Hartselle police officers
catch 11-foot python
By Deangelo McDaniel
firstname.lastname@example.org? · 340-2469
HARTSELLE — It's not every day that Hartselle Police Department is inundated with calls about huge snakes.
Then there was Tuesday.
"I thought it would be just a routine call about another snake," Sgt. James Holladay said.
To the contrary.
When Holladay arrived at Nance Ford Road near New Covenant Church he spotted something he described as "huge."
It turned out to be an 11-foot python.
With the assistance of a passerby, Holladay, and Lt. Robert Finn captured the snake and turned it over to animal control officer Regina Jenkins.
"We had a report that somebody ran over the snake, but I couldn't find any injuries," Holladay said.
"There was a little blood on his nose," Finn added.
Holladay, who with former officer Jenny Denton captured an albino python about eight years ago, said he grabbed the snake behind the head and picked it up as Finn and the motorist held its body.
Holladay said he wasn't afraid.
"It wasn't that difficult," he said. "I knew it wasn't a poisonous snake."
It took about 15 minutes for them to subdue the snake.
Now, the Police Department is faced with the challenge of finding the snake's owner.
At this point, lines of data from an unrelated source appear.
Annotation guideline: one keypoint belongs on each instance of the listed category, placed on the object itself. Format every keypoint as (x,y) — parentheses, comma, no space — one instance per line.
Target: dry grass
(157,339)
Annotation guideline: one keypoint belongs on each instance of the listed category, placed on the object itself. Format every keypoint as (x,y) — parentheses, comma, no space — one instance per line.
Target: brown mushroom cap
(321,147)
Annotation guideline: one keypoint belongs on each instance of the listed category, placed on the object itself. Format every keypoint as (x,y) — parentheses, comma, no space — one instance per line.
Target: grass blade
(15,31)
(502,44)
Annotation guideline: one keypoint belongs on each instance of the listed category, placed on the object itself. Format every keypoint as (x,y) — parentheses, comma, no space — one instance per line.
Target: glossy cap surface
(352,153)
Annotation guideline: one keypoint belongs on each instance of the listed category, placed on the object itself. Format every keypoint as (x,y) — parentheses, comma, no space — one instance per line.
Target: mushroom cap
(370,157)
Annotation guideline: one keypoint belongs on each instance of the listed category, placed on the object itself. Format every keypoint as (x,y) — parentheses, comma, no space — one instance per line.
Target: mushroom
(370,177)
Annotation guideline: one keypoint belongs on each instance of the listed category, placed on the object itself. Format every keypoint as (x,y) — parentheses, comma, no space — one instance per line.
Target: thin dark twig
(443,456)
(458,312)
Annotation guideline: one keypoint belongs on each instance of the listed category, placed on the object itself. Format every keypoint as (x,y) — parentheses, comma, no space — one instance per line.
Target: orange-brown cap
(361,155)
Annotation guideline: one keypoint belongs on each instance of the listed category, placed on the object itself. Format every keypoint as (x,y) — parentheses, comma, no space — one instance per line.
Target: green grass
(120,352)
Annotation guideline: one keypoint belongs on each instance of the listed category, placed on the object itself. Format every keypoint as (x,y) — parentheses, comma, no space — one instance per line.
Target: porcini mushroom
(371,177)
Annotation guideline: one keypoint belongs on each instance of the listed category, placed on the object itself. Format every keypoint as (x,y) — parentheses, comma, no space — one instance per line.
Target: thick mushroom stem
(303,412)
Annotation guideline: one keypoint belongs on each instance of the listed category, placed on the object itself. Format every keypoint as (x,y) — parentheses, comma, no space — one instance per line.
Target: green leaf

That may be difficult because more than 10 years ago, Hartselle responded to the same area when a homeowner lost a two-foot python.
"I think somebody spotted that snake on their back porch," Court Clerk Magistrate Stan Holt said.
Holt was a dispatcher at the time.
Hartselle Human Resource Administrator Melee Haney said her mother thought about buying a home in the area on Nance Ford Road, but did not because she heard about the two-foot python being missing.
"The real estate agent told her that the former homeowner had a python to come up missing and they never found it," Haney said.
Pythons range in size from three to 20 feet in length and are among the longest species of snakes in the world. They are constrictors, and feed on birds and mammals by squeezing them to death.
Police Chief Ron Puckett said the city will keep the snake until Hartselle finds the owner or someone to adopt the animal.
City Clerk Rita Lee said Hartselle, like most municipalities, does not have an ordinance that bans exotic animals.